Il existe une destination unique, privilégiée, protégée du tourisme de masse, qui évoque les récits puissants des civilisations disparues : le lac Nasser et les temples sauvés de la Nubie engloutie.
Seuls une dizaine de bateaux de croisière sont autorisés à naviguer sur cette immense retenue d’eau de 500 kilomètres de long, à cheval entre l’Égypte et le Soudan, créée par la construction du haut barrage d’Assouan et alimentée par les eaux du Nil.

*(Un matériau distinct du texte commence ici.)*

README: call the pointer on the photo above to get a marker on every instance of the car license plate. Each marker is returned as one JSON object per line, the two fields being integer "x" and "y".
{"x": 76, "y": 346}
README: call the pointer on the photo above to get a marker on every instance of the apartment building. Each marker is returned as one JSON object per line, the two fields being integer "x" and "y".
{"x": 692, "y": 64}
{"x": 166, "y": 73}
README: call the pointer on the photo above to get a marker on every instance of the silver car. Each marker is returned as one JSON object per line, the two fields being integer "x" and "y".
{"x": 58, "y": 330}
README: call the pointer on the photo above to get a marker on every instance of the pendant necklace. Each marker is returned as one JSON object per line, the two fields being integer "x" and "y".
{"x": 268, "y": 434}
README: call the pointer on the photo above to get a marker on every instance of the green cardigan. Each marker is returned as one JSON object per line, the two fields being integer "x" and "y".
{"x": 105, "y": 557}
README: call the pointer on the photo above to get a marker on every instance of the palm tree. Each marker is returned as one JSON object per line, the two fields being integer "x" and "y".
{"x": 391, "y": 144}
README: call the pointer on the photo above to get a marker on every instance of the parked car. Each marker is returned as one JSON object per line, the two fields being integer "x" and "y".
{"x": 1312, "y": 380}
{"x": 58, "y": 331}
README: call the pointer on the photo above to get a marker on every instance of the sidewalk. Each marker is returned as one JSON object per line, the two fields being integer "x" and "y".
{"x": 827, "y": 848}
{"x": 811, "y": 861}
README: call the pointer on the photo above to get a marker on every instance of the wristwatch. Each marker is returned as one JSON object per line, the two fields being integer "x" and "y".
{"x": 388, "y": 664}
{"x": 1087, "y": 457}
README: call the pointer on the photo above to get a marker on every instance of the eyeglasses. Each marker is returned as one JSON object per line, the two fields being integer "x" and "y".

La construction de ce barrage situé à 11 km au sud d’Assouan, ouvrage colossal épais de 980 mètres à la base, de 40 mètres au sommet et long de 3 600 mètres, fut décidée par le président Nasser pour réguler les eaux du Nil dans l’indifférence des trésors archéologiques qui allaient être recouverts par le lac artificiel. L’égyptologue Christiane Desroches-Noblecourt s’en émut et mena alors une campagne acharnée pour leur préservation qui conduisit l’Unesco à se lancer dans une opération gigantesque de sauvetage qui fut à l’origine de la notion de « patrimoine universel ». En vingt ans, six groupes de monuments furent démontés pierre par pierre, transportés et assemblés de nouveau sur d’autres sites. Ainsi, 22 des 24 temples furent sauvés des eaux.
La croisière sur le lac Nasser nous embarque dans un monde de silence, sur des eaux tranquilles au bleu profond entourées de rives désertiques aux ocres changeants. À 100 mètres sous nos pieds, une « Atlantide » nubienne. Autour de nous, un paysage infiniment dénudé. Au programme : se laisser vivre au rythme nonchalant de la croisière, découvrir depuis le large les colosses d’Abou Simbel dont on admire à loisir les variations harmoniques de pourpre et d’or, selon les heures du jour, rejoindre en bateau tous ces vestiges prestigieux que l’on visite dans une solitude privilégiée, les temples de Kalabchah, de Wadi el-Seboua (et son sphinx aux traits nubiens), d’Amada (déplacé en bloc par une équipe française pour ne pas endommager les magnifiques peintures) et les ruines de Kasr Ibrim, cité trois fois millénaire transformée en île par la montée des eaux …
Cette croisière conclut ou débute heureusement un voyage culturel sur les rives du Nil qui sera aussi l’occasion de découvrir le tout nouveau Grand Musée Égyptien (GME) du Caire, l’un des plus grands musées au monde consacré à une seule civilisation.